Pour être honnête et réaliste, je dirais que les temps sont contrastés. La sécularisation a fait son œuvre. Elle interdit aux religions de régenter la société. L’historien et politologue René Rémond parle même du surgissement d’un anti-christianisme brutal. D’autres observateurs tels que Marcel Gauchet ont une appréciation différente. Il estime que la sécularisation oblige les traditions religieuses et en particulier la tradition catholique à se manifester autrement : c’est de l’intérieur de leurs convictions, à partir de leurs sources, que les croyants ont à manifester ce que la foi chrétienne a de spécifique, en particulier l’attachement à la dignité unique, inaliénable et irréductible de la personne humaine. Cela vaut pour l’embryon dans le ventre de sa mère, pour la personne âgée ou malade en fin de vie, et aussi pour ces hommes et ces femmes menacés d’être manipulés comme des objets en fonction des exigences exclusives de la rentabilité financière ou des lois d’un marché sans contrôle. Ce Dieu qui s’est révélé comme miséricorde, ce Dieu qui a signé une alliance fidèle avec l’homme, nous devons, catholiques, apprendre à en parler avec d’autres. Je remarque, lors de mes visites pastorales, combien de personnes sont intéressées par cette parole, par ces convictions. Nous devons donc vaincre nos peurs pour dire qui nous sommes et en quel Dieu nous croyons.

Quels seraient, pour les temps d’aujourd’hui, vos conseils de lecture ?

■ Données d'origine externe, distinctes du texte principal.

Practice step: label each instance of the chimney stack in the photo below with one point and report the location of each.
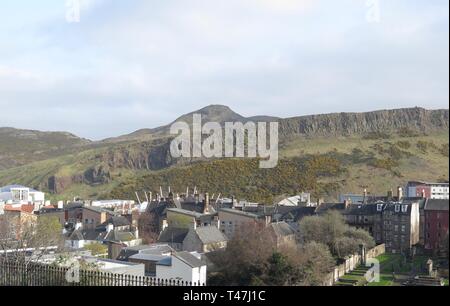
(347, 203)
(206, 208)
(390, 195)
(399, 193)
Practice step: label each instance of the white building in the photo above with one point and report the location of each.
(427, 190)
(163, 262)
(17, 194)
(182, 266)
(122, 206)
(296, 200)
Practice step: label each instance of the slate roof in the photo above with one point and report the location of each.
(210, 234)
(437, 204)
(118, 236)
(239, 212)
(282, 229)
(100, 210)
(88, 235)
(189, 259)
(363, 209)
(173, 235)
(293, 214)
(117, 221)
(324, 207)
(154, 249)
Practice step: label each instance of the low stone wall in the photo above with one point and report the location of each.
(351, 263)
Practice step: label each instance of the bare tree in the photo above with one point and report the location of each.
(26, 237)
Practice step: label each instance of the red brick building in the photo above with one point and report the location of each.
(436, 224)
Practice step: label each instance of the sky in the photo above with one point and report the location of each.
(135, 64)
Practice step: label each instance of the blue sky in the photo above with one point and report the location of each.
(141, 63)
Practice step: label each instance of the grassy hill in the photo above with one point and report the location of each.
(324, 154)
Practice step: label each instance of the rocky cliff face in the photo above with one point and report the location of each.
(153, 152)
(347, 124)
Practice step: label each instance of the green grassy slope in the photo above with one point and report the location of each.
(379, 163)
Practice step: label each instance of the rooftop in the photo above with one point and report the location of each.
(437, 204)
(238, 212)
(189, 259)
(173, 235)
(210, 234)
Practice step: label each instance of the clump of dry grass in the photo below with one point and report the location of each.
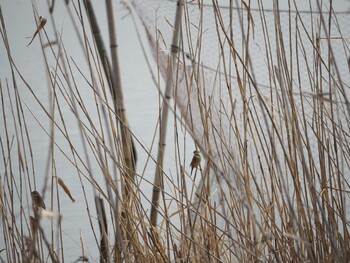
(276, 191)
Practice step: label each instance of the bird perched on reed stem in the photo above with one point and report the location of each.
(37, 200)
(196, 160)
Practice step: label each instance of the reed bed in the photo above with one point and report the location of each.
(273, 185)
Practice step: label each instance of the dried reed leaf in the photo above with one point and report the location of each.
(42, 21)
(65, 189)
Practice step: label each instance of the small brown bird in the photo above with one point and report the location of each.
(196, 160)
(37, 200)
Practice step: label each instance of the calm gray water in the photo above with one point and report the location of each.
(142, 103)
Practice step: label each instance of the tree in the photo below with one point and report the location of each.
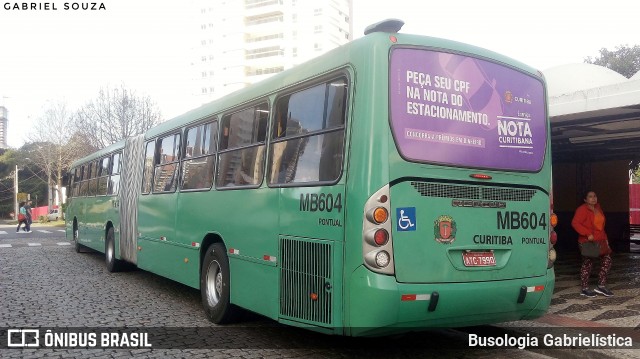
(115, 115)
(54, 145)
(624, 60)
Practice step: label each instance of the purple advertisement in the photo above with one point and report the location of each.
(463, 111)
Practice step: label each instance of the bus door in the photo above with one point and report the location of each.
(306, 155)
(157, 205)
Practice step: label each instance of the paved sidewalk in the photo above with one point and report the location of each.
(622, 310)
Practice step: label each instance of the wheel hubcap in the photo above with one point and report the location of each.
(214, 283)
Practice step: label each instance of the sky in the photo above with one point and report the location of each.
(53, 56)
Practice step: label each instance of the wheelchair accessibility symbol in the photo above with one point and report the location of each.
(406, 219)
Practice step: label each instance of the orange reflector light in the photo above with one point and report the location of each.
(538, 288)
(380, 215)
(381, 237)
(480, 176)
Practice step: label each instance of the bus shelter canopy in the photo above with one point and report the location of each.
(595, 113)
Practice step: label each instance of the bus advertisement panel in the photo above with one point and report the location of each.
(468, 112)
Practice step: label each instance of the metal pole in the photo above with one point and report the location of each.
(15, 199)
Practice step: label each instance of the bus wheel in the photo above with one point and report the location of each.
(214, 286)
(113, 265)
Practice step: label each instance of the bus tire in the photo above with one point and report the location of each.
(113, 265)
(214, 286)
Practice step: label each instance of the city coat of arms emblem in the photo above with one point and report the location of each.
(445, 229)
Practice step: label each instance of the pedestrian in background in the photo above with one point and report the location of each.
(589, 221)
(27, 208)
(22, 218)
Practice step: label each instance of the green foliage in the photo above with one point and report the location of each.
(624, 60)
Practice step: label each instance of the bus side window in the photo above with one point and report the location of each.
(242, 148)
(308, 136)
(103, 166)
(165, 178)
(149, 162)
(200, 155)
(114, 174)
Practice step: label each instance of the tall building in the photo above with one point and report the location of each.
(244, 41)
(4, 114)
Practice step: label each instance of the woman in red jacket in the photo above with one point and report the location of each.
(589, 223)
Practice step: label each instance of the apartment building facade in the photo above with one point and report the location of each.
(4, 114)
(244, 41)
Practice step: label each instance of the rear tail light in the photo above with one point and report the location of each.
(553, 236)
(377, 244)
(378, 215)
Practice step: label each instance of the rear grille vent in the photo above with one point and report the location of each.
(442, 190)
(304, 274)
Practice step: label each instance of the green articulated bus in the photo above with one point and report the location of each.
(396, 183)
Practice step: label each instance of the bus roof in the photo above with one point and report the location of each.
(355, 51)
(349, 53)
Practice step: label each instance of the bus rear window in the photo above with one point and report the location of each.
(466, 112)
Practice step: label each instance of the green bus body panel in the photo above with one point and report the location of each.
(97, 212)
(297, 259)
(424, 255)
(377, 307)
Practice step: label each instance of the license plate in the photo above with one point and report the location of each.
(478, 259)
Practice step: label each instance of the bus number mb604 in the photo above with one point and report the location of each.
(312, 202)
(521, 220)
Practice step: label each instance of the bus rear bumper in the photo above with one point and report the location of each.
(380, 305)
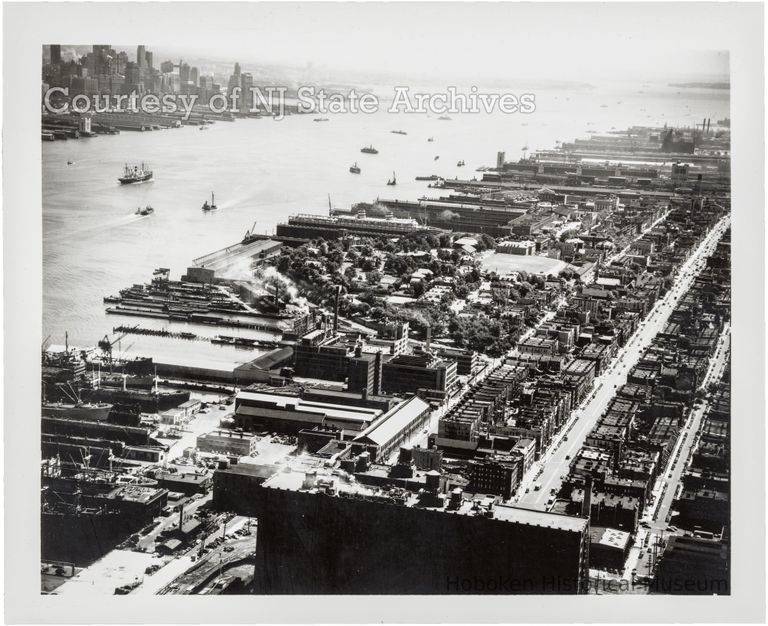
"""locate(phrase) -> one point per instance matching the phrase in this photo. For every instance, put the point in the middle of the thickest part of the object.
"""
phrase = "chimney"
(377, 375)
(586, 504)
(336, 309)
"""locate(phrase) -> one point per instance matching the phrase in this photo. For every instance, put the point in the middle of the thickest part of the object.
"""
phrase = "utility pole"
(255, 548)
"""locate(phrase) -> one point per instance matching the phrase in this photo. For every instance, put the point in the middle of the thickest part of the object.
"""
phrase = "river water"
(264, 170)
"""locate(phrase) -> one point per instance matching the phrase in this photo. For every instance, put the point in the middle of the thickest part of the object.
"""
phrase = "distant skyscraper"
(234, 80)
(246, 82)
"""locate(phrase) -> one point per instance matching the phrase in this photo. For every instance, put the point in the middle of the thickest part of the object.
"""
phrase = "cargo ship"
(209, 207)
(149, 401)
(92, 412)
(135, 174)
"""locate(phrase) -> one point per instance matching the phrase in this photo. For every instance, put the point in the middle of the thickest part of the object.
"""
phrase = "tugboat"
(135, 174)
(209, 207)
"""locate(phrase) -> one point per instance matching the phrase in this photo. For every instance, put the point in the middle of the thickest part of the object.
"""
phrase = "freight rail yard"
(536, 363)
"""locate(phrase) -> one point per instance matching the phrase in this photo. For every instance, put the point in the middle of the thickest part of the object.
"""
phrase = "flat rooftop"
(510, 263)
(292, 477)
(254, 401)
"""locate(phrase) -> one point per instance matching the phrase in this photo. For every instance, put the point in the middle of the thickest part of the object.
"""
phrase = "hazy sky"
(549, 41)
(572, 41)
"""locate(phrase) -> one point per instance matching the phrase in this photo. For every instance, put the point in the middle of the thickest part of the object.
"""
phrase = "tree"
(373, 277)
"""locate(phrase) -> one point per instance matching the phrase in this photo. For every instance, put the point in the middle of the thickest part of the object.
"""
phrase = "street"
(549, 470)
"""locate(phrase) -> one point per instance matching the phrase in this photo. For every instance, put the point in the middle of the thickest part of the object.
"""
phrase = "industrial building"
(322, 533)
(227, 443)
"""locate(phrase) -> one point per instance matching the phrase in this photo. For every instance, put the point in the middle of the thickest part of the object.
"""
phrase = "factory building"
(289, 414)
(409, 373)
(322, 533)
(227, 443)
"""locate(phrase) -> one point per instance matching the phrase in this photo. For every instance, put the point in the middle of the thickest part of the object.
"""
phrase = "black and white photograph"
(338, 300)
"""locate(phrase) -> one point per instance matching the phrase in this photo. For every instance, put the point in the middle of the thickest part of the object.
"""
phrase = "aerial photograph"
(398, 306)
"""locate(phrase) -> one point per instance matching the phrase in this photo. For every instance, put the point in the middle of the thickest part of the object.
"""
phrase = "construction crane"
(250, 234)
(106, 345)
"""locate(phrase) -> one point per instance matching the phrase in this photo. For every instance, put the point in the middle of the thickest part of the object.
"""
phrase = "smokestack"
(377, 375)
(586, 504)
(336, 309)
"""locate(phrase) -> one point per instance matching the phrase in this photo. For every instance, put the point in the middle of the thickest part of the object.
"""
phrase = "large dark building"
(321, 533)
(407, 373)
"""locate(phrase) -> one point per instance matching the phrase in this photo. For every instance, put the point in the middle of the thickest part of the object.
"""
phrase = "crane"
(106, 345)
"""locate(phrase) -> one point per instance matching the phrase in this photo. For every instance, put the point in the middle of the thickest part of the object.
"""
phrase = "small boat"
(135, 174)
(209, 207)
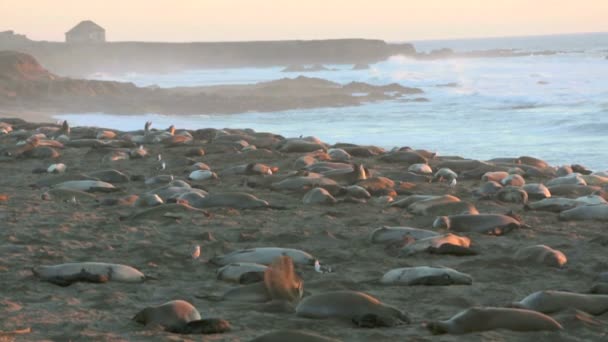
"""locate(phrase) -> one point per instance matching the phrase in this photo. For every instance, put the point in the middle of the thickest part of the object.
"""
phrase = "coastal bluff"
(25, 85)
(83, 59)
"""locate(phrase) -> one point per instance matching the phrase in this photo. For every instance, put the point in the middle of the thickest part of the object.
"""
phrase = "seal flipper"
(448, 248)
(205, 326)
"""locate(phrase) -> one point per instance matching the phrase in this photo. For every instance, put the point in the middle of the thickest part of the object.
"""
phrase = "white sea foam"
(552, 107)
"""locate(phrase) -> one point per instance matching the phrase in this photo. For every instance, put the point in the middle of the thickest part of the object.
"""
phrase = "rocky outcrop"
(26, 85)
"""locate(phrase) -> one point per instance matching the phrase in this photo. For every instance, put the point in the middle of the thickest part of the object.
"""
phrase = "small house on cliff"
(86, 32)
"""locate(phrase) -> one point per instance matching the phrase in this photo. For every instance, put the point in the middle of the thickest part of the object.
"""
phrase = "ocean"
(554, 107)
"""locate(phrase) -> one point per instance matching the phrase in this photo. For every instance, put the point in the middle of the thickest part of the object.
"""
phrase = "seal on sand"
(598, 212)
(96, 272)
(549, 301)
(393, 234)
(542, 254)
(494, 224)
(488, 318)
(424, 275)
(242, 272)
(292, 336)
(179, 316)
(359, 307)
(264, 256)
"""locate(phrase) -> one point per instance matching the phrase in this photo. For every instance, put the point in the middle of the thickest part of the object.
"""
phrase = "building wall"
(86, 37)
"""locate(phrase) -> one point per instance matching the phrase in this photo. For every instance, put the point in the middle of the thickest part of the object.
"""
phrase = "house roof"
(86, 26)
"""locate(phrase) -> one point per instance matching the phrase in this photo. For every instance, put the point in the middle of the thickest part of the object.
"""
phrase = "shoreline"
(100, 226)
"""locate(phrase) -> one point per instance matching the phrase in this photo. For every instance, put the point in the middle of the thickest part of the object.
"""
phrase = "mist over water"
(552, 107)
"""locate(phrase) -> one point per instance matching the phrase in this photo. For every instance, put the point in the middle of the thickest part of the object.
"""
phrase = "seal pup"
(514, 180)
(280, 283)
(493, 224)
(488, 318)
(441, 244)
(237, 200)
(553, 204)
(537, 191)
(66, 274)
(549, 301)
(264, 256)
(572, 179)
(424, 169)
(200, 175)
(87, 185)
(293, 336)
(424, 275)
(242, 272)
(512, 194)
(541, 254)
(173, 211)
(598, 212)
(487, 190)
(394, 234)
(179, 316)
(318, 196)
(361, 308)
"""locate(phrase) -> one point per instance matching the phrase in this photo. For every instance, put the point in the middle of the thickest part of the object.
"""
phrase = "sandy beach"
(38, 232)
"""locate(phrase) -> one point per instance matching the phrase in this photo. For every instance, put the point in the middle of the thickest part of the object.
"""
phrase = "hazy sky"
(218, 20)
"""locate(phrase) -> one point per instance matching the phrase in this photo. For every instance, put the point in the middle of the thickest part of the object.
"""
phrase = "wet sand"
(37, 232)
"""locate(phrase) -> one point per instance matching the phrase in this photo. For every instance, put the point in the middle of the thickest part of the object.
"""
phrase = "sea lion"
(160, 179)
(574, 179)
(356, 191)
(513, 180)
(200, 175)
(347, 175)
(407, 157)
(280, 283)
(66, 274)
(293, 336)
(494, 176)
(110, 176)
(553, 204)
(300, 145)
(493, 224)
(87, 185)
(549, 301)
(56, 168)
(424, 169)
(536, 191)
(575, 190)
(487, 190)
(66, 195)
(440, 244)
(264, 256)
(173, 211)
(378, 186)
(305, 183)
(339, 154)
(598, 212)
(445, 174)
(172, 316)
(512, 194)
(148, 200)
(541, 254)
(242, 272)
(359, 307)
(424, 275)
(318, 196)
(421, 207)
(393, 234)
(449, 208)
(487, 318)
(237, 200)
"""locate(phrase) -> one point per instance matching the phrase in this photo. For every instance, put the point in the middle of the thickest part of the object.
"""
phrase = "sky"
(237, 20)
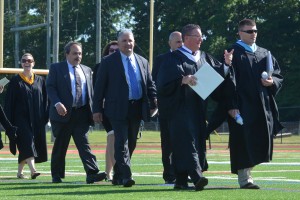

Je cite avec joie le « Petit éloge du catholicisme » de Patrick Kéchichian. C’est une merveille de délicatesse et un appel à l’assurance chrétienne. J’ajoute Didier Decoin et son « Dictionnaire amoureux de la Bible ». Il y a également le livre de François Taillandier et Jean-Marc Bastière « Ce n’est pas la pire des religions ». Si j’avais à donner des noms de romanciers : Sylvie Germain, bien sûr, et Christian Bobin. Pour les philosophes, Jean-Louis Chrétien et Jean-Luc Marion qui occupera à l’Académie française le fauteuil du cardinal Lustiger et que je recevrai prochainement. Parmi mes confrères à l’Académie, je recommande Frédéric Vitoux et son roman « Clarisse » évoquant une institutrice et son ministère de bonté, François Cheng, Jean-Marie Rouart avec son livre très beau quoique paradoxal « Libertin et chrétien », et aussi Max Gallo, qui sait l’importance de la foi chrétienne dans l’histoire de notre nation, et bien d’autres. Car dans ce lieu prestigieux qu’est l’Académie française, je mesure à quel point la mémoire catholique est profondément inscrite chez beaucoup de ses membres, y compris chez ceux qui ne partagent pas notre foi. L’approche culturelle de la foi y est très présente. A l’heure même où certains se désolent de la crise d’identité du catholicisme se dessine ainsi une redécouverte de la nouveauté chrétienne au delà des ruptures de tradition que nous avons connues.
 

Les journées du livre chrétien se tiennent à Tours du 20 au 22 novembre 2009 sur le thème Espérance et littérature contemporaine.
Mgr Claude Dagens interviendra le samedi 21 novembre à 18h30 sur le sujet Espérer en des temps de crise: le témoignage de la littérature.
Lancées en 1987 par le père Jean-Marie Onfray, les journées ont lieu tous les trois ans et sont organisées par des chrétiens, catholiques, protestants et orthodoxes.